1966-73 Educated at St Edmond's College
1973 First job, as an insurance claims clerk
1974-76 Works as an air hostess
1980 Joins BBC Radio Merseyside as a producer of current affairs and entertainment
1982-87 Presents The Janice Long Show on Radio1 (first female DJ to have her own programme); first woman to present Top of the Pops
1989 Hosts the breakfast show on GLR
1995 Sets up Crash FM
2000 onwards Presents The Janice Long Show on Radio 2.
March 11, 2002 Launch of BBC Radio 6 Music; hosts Dream Ticket show
Miss Taylor, my headmistress at St Edmond's College, Liverpool, was a bit like Miss Jean Brodie. We were told we were the cr me de la cr me and encouraged to go to university. When I said my ambition was to go into the theatre, I was told: "You don't come to a school like this if you want to be an actress."
It was a fee-paying school with only 300 girls, aged 11 to 18, and several of the staff wore academic gowns. The rules were rigid and included having to wear your skirt two fingers above the knee when kneeling on the floor, which I thought strange. Miss Taylor insisted on calling me Jeanisse and suggested I become an air traffic controller.

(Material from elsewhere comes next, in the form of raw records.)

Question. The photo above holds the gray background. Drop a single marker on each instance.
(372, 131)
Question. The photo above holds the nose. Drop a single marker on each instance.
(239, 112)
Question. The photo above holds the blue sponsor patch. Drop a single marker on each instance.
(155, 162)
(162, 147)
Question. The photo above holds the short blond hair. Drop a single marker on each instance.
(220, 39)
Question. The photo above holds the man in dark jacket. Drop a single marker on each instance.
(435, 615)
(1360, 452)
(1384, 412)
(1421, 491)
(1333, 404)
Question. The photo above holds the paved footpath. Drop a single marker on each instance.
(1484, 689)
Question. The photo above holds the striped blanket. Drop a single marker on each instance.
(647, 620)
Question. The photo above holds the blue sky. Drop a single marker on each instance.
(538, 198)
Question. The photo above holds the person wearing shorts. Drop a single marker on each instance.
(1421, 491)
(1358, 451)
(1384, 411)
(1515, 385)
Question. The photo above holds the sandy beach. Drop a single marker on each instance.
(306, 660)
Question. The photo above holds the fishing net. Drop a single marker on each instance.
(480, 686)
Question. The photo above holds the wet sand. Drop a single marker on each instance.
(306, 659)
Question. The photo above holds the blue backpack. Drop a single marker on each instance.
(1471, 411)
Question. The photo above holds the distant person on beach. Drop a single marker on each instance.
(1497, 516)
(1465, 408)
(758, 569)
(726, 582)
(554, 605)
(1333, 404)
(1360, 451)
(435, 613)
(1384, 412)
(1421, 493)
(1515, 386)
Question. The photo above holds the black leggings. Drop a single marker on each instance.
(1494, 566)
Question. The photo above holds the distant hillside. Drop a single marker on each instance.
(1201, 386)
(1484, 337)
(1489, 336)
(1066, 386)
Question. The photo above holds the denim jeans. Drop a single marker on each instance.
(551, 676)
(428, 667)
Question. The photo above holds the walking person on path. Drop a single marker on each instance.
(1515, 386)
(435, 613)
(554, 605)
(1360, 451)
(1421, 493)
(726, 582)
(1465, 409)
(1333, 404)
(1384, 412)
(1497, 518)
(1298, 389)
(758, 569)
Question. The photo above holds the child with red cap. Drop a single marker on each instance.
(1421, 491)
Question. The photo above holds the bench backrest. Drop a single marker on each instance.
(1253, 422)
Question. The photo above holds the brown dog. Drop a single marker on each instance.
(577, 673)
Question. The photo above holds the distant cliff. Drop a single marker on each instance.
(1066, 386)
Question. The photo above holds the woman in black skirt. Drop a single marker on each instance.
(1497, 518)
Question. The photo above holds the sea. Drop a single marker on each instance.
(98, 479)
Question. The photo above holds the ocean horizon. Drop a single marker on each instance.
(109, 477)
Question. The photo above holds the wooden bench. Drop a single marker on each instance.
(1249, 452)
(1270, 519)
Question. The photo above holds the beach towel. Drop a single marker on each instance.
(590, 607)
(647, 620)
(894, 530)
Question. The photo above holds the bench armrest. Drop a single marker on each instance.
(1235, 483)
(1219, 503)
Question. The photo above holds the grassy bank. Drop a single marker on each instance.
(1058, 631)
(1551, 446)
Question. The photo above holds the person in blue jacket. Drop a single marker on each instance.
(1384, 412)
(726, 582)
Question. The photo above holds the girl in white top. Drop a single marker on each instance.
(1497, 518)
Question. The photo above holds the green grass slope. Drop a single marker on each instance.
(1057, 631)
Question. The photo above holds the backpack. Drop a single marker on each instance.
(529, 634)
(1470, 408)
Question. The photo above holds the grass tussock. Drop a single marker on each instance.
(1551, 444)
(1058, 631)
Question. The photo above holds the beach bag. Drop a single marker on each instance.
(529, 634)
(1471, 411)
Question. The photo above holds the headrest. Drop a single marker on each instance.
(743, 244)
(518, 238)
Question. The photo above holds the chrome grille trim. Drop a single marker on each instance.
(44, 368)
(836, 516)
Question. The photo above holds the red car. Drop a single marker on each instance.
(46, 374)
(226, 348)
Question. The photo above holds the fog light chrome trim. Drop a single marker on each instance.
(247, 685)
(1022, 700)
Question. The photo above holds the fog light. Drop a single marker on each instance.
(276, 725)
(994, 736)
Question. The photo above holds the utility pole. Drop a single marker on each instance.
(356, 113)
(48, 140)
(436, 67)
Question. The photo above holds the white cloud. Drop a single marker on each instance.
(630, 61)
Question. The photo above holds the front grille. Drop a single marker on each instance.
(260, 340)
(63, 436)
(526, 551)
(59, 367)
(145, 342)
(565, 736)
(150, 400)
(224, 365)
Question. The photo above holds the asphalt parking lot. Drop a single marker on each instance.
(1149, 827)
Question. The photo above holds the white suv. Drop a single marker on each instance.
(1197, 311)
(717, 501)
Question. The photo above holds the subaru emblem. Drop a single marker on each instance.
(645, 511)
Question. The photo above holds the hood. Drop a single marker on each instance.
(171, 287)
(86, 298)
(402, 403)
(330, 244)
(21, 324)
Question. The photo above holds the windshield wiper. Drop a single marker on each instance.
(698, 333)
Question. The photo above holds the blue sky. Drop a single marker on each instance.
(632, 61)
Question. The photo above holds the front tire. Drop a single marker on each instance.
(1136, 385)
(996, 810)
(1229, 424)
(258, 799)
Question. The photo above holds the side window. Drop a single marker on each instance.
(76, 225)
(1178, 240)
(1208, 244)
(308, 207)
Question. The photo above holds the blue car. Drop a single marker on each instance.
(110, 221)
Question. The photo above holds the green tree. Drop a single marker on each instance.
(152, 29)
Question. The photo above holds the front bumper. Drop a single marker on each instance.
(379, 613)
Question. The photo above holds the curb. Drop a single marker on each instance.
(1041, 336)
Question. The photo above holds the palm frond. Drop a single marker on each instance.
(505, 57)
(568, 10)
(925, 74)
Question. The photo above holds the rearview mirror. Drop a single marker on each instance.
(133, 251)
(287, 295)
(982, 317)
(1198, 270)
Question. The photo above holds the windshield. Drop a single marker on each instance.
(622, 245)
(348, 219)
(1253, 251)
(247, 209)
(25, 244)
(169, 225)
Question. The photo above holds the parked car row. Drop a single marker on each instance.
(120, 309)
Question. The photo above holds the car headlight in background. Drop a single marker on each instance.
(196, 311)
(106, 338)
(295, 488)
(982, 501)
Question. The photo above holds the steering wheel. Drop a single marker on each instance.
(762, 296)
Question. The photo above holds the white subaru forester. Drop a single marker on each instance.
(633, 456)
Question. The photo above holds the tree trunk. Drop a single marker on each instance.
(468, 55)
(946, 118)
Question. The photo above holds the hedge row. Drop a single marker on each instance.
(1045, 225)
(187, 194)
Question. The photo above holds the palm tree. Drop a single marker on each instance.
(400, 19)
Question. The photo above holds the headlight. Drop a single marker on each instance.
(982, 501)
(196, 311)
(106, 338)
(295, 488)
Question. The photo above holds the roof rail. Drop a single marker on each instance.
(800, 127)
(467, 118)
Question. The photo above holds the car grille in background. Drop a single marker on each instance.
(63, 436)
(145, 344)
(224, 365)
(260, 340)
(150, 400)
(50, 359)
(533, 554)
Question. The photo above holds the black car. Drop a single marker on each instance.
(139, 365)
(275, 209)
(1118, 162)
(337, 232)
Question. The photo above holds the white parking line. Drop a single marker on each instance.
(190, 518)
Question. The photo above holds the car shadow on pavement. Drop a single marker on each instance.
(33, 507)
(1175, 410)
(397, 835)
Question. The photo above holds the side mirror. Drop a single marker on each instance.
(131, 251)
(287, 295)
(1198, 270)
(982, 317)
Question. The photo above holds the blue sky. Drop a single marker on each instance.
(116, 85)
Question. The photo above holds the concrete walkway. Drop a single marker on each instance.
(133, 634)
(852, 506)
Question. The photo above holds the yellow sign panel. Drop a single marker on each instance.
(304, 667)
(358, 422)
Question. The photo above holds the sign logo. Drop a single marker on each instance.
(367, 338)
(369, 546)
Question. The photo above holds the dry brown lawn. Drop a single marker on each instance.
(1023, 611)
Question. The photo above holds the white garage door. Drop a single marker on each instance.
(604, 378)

I'd won a free scholarship and because of this always felt a bit of an odd one out. Also, I lived in Bootle and it was a long trek involving two buses and an hour's journey to get there, which put me off. However, although I hated the school, I did like some of the teachers, and all my favourites were those who taught languages.
Unlike Miss Taylor, Miss Clegg, who taught Latin, encouraged my theatrical ambitions. She was in charge of drama productions for the entire school and always gave me a part. She put me in lots of things she had written herself, and which we performed in Liverpool cathedral. I loved Latin and she was approachable and easy-going. She encouraged discussion and, if an interesting topic arose in the middle of a lesson, she would organise a lunchtime debate. She was good at getting people to think.
The French teacher, Madame Rutterford, also did drama and we did a lot of productions in French. I was the ugly sister in a French version of Cinderella, much to my mother's chagrin. Madame Rutterford was kind. She was the sort of teacher who would give you a cuddle if you were feeling sick. She was French, married to an Englishman, and glamorous and chic. I thought when I grew up I wouldn't mind looking like her.
I also loved Miss Fielding, who taught English. She was about 4ft 11in and fiery. She was fabulous, full of life, dynamic - a real whirlwind.
Miss Dutton looked like Edward G Robinson and taught Spanish. She used to tell fabulous stories about Spain and, like Madame Rutterford, would encourage us to talk in the language we were learning as much as possible. She told us about her trips to Spain and insisted that when we went we must taste churros. For years, every time I went to Spain on holiday I tried to find these blinking churros. Eventually, I tracked them down in Minorca and discovered they are donuts, which you dip in chocolate.
I stayed on at school to doA-level French, English and Spanish, but the strict, restraining atmosphere put me off going to university. My teachers had inspired in me a love of travel and I became an air hostess. I had a great time travelling around the world using my languages before I got a job at BBC Radio Merseyside as a producer and, three years later, had my own record show on Radio 1. I have always been a chatterbox, and music and talking are my favourite things.
St Edmond's no longer exists, but in the mid-1980s I was invited back to open the school fete and I met Miss Clegg and Madame Rutterford again. They had published a book about the school and I was pleased to learn I was mentioned as one of the pupils who had gone on to do something notable - even though I never became an air traffic controller.